Nous ferons le point sur ce sujet au sommet du G8 qui doit avoir lieu, en Ecosse, en juin 2005. Et nous verrons également, à ce moment-là, si les Etats-Unis sont capables de comprendre que les mauvaises politiques qu’ils mènent actuellement sont déraisonnables et mettent en danger la sécurité du monde."
"L’annulation de la dette est-elle un élément-clé des stratégies de développement ?"
"Je suis pour l’annulation totale de la dette des plus pauvres et des pays à revenus intermédiaires comme la République dominicaine ou le Nigeria, y compris celle à l’égard des institutions multilatérales.
Les pays riches ont décidé de s’intéresser aux pays pauvres mais ils ont pris l’habitude de faire de gentils communiqués sans passer aux actes. Nous préconisons une collaboration plus étroite entre les ministres des affaires étrangères, qui font des promesses, et leurs collègues des finances, qui serrent les boulons. Cela mettrait fin à de nombreuses incohérences au sein même des gouvernements."

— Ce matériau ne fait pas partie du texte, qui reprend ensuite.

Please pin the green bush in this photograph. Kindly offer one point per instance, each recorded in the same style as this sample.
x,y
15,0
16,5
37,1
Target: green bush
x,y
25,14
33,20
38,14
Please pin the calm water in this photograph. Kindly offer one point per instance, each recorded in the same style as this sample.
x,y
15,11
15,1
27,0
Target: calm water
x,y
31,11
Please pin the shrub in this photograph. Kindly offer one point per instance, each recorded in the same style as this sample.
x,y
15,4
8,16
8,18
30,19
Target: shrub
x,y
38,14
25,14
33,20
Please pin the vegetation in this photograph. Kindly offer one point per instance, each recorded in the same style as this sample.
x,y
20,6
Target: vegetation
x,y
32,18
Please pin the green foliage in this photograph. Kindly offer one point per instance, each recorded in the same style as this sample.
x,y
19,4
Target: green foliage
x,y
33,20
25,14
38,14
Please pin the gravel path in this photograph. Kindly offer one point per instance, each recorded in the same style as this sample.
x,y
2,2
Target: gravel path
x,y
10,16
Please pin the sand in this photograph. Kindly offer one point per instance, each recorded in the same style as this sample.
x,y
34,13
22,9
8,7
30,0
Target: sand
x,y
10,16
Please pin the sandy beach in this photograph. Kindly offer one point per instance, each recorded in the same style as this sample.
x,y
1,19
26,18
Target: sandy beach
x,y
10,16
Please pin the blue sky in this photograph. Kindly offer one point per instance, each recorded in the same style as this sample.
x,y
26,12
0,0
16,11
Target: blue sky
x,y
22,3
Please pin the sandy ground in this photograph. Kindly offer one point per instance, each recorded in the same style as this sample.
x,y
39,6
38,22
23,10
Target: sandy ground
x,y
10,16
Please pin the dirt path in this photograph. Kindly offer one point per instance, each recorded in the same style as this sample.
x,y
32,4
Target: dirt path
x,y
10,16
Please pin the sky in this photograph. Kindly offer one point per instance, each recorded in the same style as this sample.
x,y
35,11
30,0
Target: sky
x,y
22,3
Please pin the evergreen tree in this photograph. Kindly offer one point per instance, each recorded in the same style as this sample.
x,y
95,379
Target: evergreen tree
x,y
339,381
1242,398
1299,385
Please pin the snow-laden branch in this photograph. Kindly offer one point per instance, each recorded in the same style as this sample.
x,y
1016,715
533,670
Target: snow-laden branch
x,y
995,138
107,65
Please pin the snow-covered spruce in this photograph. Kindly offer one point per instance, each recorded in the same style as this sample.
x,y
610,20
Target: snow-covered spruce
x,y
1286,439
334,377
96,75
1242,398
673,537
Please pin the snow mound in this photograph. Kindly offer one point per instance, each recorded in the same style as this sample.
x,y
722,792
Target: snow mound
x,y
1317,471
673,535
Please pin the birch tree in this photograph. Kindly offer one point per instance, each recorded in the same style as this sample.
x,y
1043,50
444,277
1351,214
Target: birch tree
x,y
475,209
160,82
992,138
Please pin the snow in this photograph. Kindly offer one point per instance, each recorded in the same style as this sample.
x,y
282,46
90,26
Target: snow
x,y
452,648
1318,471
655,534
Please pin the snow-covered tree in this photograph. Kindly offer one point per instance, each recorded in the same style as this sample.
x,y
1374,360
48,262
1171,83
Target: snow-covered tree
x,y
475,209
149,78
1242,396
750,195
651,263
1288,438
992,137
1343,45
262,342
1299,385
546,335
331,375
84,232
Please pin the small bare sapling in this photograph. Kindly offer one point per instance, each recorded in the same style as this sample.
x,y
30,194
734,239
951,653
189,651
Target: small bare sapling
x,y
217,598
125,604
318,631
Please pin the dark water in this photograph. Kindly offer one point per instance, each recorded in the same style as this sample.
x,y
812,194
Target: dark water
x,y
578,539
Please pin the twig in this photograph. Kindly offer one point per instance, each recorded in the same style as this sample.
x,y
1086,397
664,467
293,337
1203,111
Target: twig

"Les sommes consenties pour l’Asie ne risquent-elles pas de diminuer l’aide aux autres pays en ces temps de restrictions budgétaires ?"
"Rappelez-vous que la richesse totale des pays riches est de 30000 milliards de dollars. En quelques semaines, nous avons été capables de mobiliser quelques milliards de dollars. Le tsunami a changé notre mode de calcul."
"Qu’avez-vous envie de dire aux pays riches ?"
"Que notre génération a une occasion unique de faire reculer la pauvreté d’ici à 2015. Et que cet objectif est à portée de main s’ils tiennent leurs promesses."
"Et aux pays pauvres ?
"Définissez vos priorités et démontrez aux pays riches que vous êtes prêts à être transparents, responsables, et efficaces dans l’utilisation de ces nouveaux financements. Mais ce n’est pas gagné."